Massimo Dapporto, alla Rosa il suo “borghese piccolo piccolo”

Con una grande prova d’attore si è aperta la stagione 2018 a Pontremoli

02Massimo_DapportoSi è aperta con la straordinaria interpretazione di Massimo Dapporto in “Un borghese piccolo piccolo”, la stagione 2018 al teatro della Rosa.
Si tratta della prima trasposizione teatrale del celebre romanzo di Vincenzo Cerami del 1976 e da cui è stato tratto, l’anno successivo, l’altrettanto famoso film di Mario Monicelli, con Alberto Sordi nel ruolo di protagonista. Opera cinematografica che secondo molti segnò la fine della classica commedia all’italiana con l’idea che non bastava più solo il sorriso e il sarcasmo per provare a raccontare una società sempre più complessa.
Ed infatti “Un borghese piccolo piccolo” porta in scena in maniera agrodolce le piccolezze e le meschinità dell’animo umano, indagando il ruolo di ognuno di noi nella società e che racconta problemi che sono parte del Dna italiano: la giustizia “fai da te”, le raccomandazioni, la grettezza dell’animo umano quando perde la propria dignità. Insomma si racconta di come il desiderio di raggirare le regole che una società democratica e civile impone, sembrano quasi connaturate nell’animo di ogni cittadino italiano.
La storia narra di Giovanni Vivaldi (Dapporto), un umile impiegato, dipendente presso un ufficio pubblico da oltre trent’anni e prossimo alla pensione che ha come unico scopo quello di sistemare il figlio (Matteo Francomano).
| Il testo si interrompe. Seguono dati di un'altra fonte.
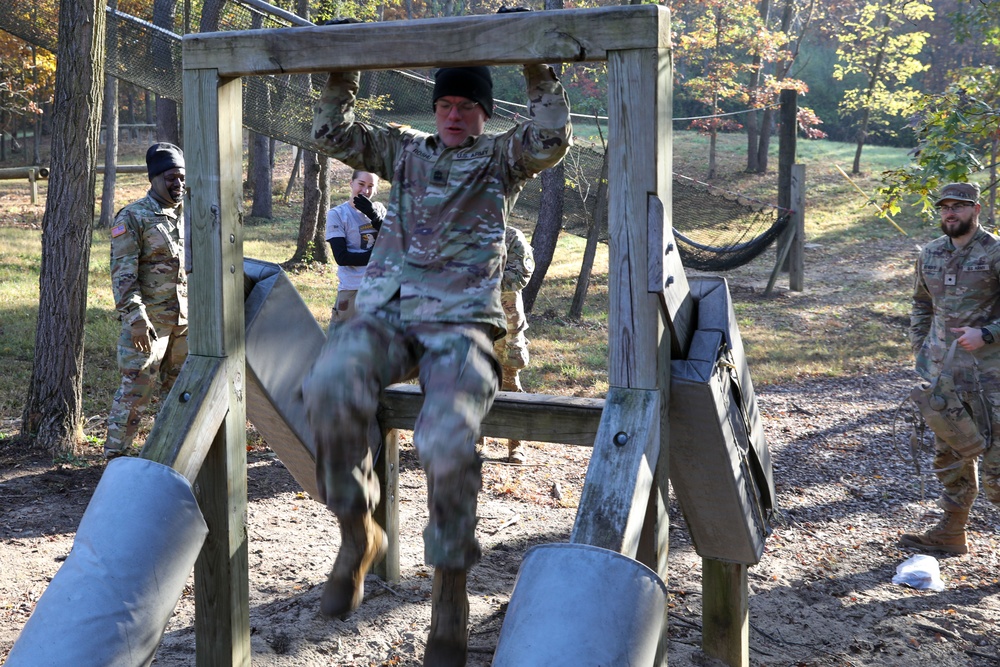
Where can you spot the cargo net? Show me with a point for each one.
(724, 234)
(717, 230)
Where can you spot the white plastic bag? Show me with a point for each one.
(920, 571)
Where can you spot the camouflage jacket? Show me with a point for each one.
(517, 272)
(147, 263)
(957, 287)
(441, 245)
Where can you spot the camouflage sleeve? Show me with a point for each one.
(544, 139)
(126, 244)
(922, 313)
(356, 144)
(520, 262)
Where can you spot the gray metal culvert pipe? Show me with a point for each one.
(110, 602)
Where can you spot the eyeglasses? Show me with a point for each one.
(955, 207)
(444, 108)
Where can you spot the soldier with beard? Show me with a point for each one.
(150, 289)
(956, 298)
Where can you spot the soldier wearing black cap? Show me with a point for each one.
(956, 303)
(150, 289)
(428, 304)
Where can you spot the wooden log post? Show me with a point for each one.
(214, 158)
(796, 252)
(787, 151)
(725, 612)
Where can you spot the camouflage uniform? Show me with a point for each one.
(430, 298)
(956, 287)
(149, 283)
(512, 349)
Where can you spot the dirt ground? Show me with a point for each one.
(821, 596)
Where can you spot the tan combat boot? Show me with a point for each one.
(516, 453)
(948, 535)
(448, 640)
(362, 544)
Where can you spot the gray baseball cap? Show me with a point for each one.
(959, 192)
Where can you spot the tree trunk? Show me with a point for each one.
(310, 210)
(54, 408)
(321, 251)
(766, 130)
(261, 178)
(598, 223)
(295, 173)
(546, 234)
(110, 130)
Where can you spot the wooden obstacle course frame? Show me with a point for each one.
(629, 464)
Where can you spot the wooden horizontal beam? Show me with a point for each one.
(537, 417)
(577, 35)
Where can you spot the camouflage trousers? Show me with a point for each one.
(459, 378)
(142, 375)
(961, 483)
(343, 308)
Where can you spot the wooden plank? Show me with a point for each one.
(495, 39)
(214, 157)
(667, 278)
(214, 160)
(620, 474)
(222, 572)
(387, 512)
(190, 416)
(538, 417)
(639, 162)
(725, 612)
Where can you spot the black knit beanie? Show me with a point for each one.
(161, 157)
(474, 83)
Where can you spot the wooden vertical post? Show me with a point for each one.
(387, 512)
(787, 135)
(214, 159)
(725, 612)
(640, 163)
(796, 254)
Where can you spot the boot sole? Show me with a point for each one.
(922, 546)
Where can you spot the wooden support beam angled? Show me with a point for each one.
(190, 416)
(620, 474)
(582, 35)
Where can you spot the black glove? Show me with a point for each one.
(364, 204)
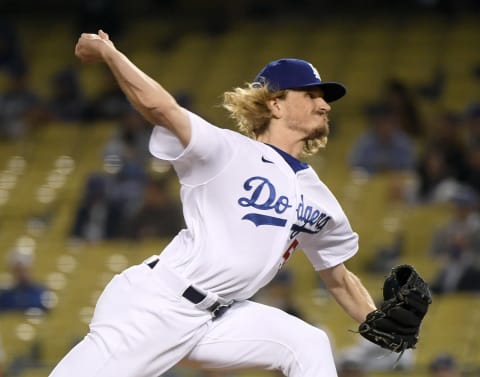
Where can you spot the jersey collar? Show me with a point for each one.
(294, 163)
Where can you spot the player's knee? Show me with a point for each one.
(310, 354)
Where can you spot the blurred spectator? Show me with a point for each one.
(472, 177)
(444, 365)
(373, 358)
(384, 147)
(67, 102)
(110, 103)
(472, 123)
(387, 256)
(160, 214)
(11, 56)
(130, 142)
(398, 96)
(94, 219)
(2, 358)
(20, 108)
(433, 89)
(442, 165)
(24, 293)
(108, 200)
(435, 181)
(457, 247)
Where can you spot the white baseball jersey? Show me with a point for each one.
(247, 207)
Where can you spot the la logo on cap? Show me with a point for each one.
(315, 72)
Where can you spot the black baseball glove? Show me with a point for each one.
(396, 323)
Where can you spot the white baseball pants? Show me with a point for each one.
(142, 327)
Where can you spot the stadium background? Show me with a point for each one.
(204, 48)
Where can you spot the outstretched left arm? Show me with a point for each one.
(348, 291)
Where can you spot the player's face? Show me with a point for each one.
(306, 112)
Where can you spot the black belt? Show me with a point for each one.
(195, 296)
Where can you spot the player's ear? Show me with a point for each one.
(274, 107)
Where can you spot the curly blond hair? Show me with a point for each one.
(248, 107)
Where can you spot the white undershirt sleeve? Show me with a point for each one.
(203, 158)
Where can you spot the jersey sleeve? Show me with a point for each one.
(208, 152)
(336, 245)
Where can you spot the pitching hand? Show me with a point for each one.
(90, 48)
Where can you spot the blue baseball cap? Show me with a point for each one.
(291, 73)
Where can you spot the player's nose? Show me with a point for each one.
(323, 105)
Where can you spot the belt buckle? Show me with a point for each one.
(220, 309)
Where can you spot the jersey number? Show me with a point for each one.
(288, 253)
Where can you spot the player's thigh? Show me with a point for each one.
(252, 335)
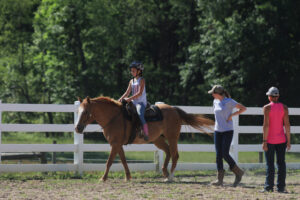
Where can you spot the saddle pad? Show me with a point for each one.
(153, 114)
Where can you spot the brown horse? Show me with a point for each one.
(116, 129)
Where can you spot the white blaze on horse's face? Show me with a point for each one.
(82, 116)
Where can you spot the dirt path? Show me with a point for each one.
(184, 187)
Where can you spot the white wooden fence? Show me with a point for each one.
(78, 148)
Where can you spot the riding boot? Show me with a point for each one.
(238, 175)
(220, 177)
(145, 128)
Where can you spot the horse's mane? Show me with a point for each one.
(107, 100)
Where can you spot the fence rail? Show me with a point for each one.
(78, 148)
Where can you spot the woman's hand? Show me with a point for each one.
(288, 146)
(265, 146)
(230, 118)
(127, 99)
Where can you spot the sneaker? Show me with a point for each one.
(265, 190)
(146, 138)
(282, 191)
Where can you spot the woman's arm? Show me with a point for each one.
(140, 91)
(126, 94)
(287, 126)
(240, 108)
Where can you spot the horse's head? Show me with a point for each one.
(84, 115)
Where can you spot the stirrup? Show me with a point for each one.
(146, 138)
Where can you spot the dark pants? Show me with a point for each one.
(222, 145)
(279, 149)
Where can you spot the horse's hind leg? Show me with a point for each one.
(114, 150)
(123, 159)
(161, 144)
(175, 156)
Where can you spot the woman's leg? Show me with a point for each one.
(218, 139)
(140, 108)
(232, 165)
(280, 157)
(269, 183)
(227, 139)
(219, 159)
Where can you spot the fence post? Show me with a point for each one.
(0, 128)
(235, 141)
(78, 141)
(159, 154)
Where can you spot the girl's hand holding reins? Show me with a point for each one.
(265, 146)
(229, 118)
(127, 99)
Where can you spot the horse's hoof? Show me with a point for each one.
(167, 180)
(103, 179)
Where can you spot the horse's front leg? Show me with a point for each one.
(124, 162)
(114, 150)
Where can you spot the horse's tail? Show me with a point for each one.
(197, 121)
E per farlo non esita ad aderire alla Massoneria, lui fervente cattolico, sotto la promessa del capo ufficio di avere “una mano” nel concorso per far entrare al Ministero il figlio (con momenti di satira davvero potenti, con il figlio che si emoziona davanti agli articoli della Costituzione che riconoscono l’uguaglianza di tutti i cittadini ma che poi non ha scrupoli nell’accettare il testo delle domande ottenute in maniera truffaldina dal padre).
Ma il destino bussa crudele e proprio nella mattina in cui si recano al concorso il figlio viene ucciso da un proiettile vagante sparato da un bandito che stava compiendo una rapina.
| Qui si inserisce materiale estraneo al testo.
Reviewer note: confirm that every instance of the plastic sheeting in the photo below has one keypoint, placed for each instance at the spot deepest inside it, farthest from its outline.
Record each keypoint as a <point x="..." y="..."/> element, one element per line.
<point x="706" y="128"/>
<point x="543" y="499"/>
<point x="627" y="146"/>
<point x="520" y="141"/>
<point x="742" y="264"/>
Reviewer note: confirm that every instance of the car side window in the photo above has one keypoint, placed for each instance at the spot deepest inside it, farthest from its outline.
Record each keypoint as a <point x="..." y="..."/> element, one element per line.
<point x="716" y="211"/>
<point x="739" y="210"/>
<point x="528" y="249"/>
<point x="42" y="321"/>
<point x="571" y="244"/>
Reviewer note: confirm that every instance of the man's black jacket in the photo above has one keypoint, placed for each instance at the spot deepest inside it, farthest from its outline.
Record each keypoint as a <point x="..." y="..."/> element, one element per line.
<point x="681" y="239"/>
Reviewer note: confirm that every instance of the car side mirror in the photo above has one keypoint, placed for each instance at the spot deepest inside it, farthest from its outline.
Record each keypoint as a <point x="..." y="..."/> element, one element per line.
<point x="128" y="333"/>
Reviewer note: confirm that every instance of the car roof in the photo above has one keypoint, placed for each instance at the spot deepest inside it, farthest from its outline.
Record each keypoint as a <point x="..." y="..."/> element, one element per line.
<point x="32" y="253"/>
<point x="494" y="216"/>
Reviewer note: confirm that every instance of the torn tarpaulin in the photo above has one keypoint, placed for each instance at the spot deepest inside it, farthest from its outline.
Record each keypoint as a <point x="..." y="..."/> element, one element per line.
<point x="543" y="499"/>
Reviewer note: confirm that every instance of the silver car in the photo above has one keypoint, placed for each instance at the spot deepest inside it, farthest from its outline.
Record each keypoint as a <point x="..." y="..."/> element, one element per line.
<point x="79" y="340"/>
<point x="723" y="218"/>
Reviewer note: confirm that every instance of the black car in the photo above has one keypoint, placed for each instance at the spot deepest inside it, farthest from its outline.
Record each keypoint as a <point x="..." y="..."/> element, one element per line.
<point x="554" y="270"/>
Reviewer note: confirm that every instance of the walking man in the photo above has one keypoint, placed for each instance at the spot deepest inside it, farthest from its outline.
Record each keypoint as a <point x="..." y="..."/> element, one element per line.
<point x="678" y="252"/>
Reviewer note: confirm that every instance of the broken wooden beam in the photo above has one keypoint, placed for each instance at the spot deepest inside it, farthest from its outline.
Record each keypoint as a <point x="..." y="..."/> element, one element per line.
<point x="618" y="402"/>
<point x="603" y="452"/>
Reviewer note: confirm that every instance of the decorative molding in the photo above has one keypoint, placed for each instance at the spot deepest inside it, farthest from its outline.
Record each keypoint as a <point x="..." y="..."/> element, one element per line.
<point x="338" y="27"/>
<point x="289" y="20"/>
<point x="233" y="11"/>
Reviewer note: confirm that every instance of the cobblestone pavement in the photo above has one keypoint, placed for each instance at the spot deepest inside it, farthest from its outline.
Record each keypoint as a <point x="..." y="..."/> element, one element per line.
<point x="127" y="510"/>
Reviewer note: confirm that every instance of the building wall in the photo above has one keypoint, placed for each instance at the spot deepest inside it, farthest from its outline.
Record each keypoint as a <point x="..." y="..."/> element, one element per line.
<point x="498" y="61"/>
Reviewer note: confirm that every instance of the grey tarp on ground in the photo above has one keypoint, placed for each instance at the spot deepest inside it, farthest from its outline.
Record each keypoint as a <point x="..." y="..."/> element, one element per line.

Dopo avere riconosciuto l’uccisore in un confronto alla Questura, Giovanni non lo denuncia ma lo segue, lo cattura e lo conduce in un capanno, dove andava a pesca assieme al figlio, e lo tortura fino ad ucciderlo. Ma questo non gli porta consolazione e la pensione (arrivata dopo la morte della moglie distrutta dal dolore) diventa una gabbia in cui trascorrere i giorni tra rimpianti e rimorsi.
Grande prova d’attore di Dapporto, capace di rendere il ridicolo e il tragico nello stesso tempo, regalando grande umanità e semplicità al suo personaggio. Bravi anche Susanna Marcomeni, nel ruolo della moglie, che con poche battute riesce a rappresentare una donna semplice e Roberto D’Alessandro, il capo ufficio, che riesce a rendere il suo personaggio sinistramente divertente, cinico, cialtrone, ma anche inquietante dispensatore di favori.
Scarna la scena divisa in tre aree ben distinte (al centro la casa della famiglia Vivaldi, a sinistra il capanno da pesca e a destra l’ufficio) che è riuscita comunque a catturare in un ritmo sempre serrato gli spettatori che al termine hanno tributato i meritati applausi a tutto il cast.